The Road to Phongsali
Trip Start Jan 26, 2005
45Trip End Jul 29, 2005
Day One: The first leg of our journey involved chartering a longtail boat north up the Nam Ou (about 5 hrs). Along the way, we stopped in a lovely little village, a smaller and much quieter version of Muang Ngoi Neua. The locals were very surprised to see foreigners. I suspect that most people that do head up this way don't bother to stop. It actually felt a bit uncomfortable, intrusive - almost like we shouldn't be there.

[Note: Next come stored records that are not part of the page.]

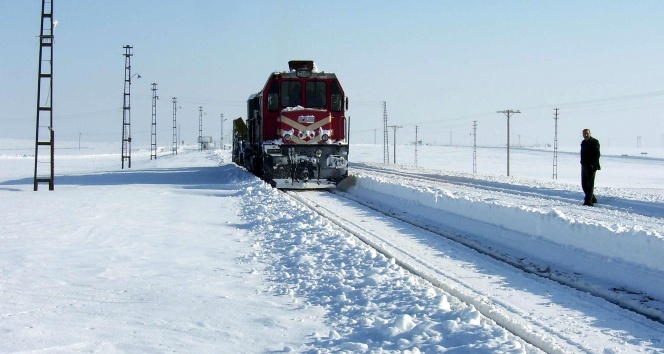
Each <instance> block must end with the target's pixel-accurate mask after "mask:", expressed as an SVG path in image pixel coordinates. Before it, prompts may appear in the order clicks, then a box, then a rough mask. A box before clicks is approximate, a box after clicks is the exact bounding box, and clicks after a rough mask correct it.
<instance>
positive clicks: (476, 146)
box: [473, 120, 477, 173]
mask: <svg viewBox="0 0 664 354" xmlns="http://www.w3.org/2000/svg"><path fill="white" fill-rule="evenodd" d="M473 173H477V121H476V120H474V121H473Z"/></svg>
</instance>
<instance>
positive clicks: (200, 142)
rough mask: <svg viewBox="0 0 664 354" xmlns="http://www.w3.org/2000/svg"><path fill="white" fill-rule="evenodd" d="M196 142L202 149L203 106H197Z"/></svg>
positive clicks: (202, 132) (202, 147)
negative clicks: (196, 137) (196, 141)
mask: <svg viewBox="0 0 664 354" xmlns="http://www.w3.org/2000/svg"><path fill="white" fill-rule="evenodd" d="M198 144H199V147H200V150H201V151H203V107H201V106H199V107H198Z"/></svg>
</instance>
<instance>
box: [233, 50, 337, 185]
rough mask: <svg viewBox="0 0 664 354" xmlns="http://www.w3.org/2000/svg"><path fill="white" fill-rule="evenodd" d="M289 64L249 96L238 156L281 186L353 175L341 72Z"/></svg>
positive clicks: (243, 162) (255, 168) (319, 181)
mask: <svg viewBox="0 0 664 354" xmlns="http://www.w3.org/2000/svg"><path fill="white" fill-rule="evenodd" d="M288 64H289V68H290V71H288V72H278V73H273V74H272V75H270V78H269V79H268V81H267V83H266V84H265V87H264V88H263V90H262V91H261V92H259V93H257V94H255V95H252V96H251V97H250V98H249V100H248V102H247V116H248V117H249V118H248V119H247V136H246V140H247V141H248V144H245V145H244V148H243V149H242V151H239V152H238V153H239V154H241V155H242V158H239V157H238V160H241V161H242V162H243V165H244V166H246V167H247V168H248V169H249V170H251V171H252V172H254V173H255V174H257V175H259V176H261V177H262V178H263V179H264V180H266V181H268V182H270V183H271V184H272V185H273V186H275V187H276V188H283V189H316V188H334V187H335V186H336V185H337V183H339V182H340V181H341V180H343V179H344V178H345V177H347V176H348V139H347V136H348V125H349V121H348V119H347V117H346V109H347V108H348V107H347V104H348V101H347V99H346V98H345V95H344V91H343V89H342V87H341V85H340V84H339V81H338V80H337V77H336V75H335V74H331V73H325V72H319V71H318V70H316V68H315V64H314V63H313V61H290V62H289V63H288Z"/></svg>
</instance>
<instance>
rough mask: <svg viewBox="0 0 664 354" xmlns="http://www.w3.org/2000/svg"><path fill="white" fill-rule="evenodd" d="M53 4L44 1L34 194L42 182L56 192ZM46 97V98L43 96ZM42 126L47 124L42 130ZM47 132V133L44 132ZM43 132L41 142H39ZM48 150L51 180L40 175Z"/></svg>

We reached the first town we had to pass through where we ate at the worst restaurant I have been to yet. Along with my iced lemon juice I received a bonus - ants swimming at the bottom of my glass
Day Two: we hopped on a sawngthaew to Phongsali. A journey that we were told would take 4 hours ended up taking us 8. But, it was certainly an interesting ride. Highlights were:
1) very long, very bumby and incredibly dusty ride. It was so bad at times that you couldn't even breathe and everything was coated with a layer of dust
2) a very large, black spider with white and orange markings (Jo and I swore it had to be poisonous) climbing directly above our heads.
3) a guy sitting across from us who was carrying a dead chicken in his backpack. The feet sticking out of the top weren't really all that exciting. What did shock us was the fact that the guy proceeded to break off one of the claws so that he could use it as a knife to cut apart a vegetable which he then ate. Yum!
4) we broke down three times. At one point, our driver/mechanic dressed in a golf shirt and very short white shorts (a la John McEnroe) was using his mouth and a hose to siphon some sort of fluid (I assume oil) out of the vehicle to execute our repairs.
Finally, we arrive in Phongsali. Thinking that it is the big city of northern Lao we were looking forward to at least a few small luxuries. Nope - no internet; international phone calls only available from 9am-3pm, Monday to Friday. Not quite what we expected. But it was definitely a quiet place to hang out for a couple of days. Our original plan was to go trekking but Jo, Mark and I backed out. With the rainy season in full force we were a bit worried - the paths would be muddy, slippery and treacherous, there would be loads of leeches, and I didn't have a lot of confidence in the guide. Turns out this was a good decision (the guide actually got lost) but the trip there was still a blast!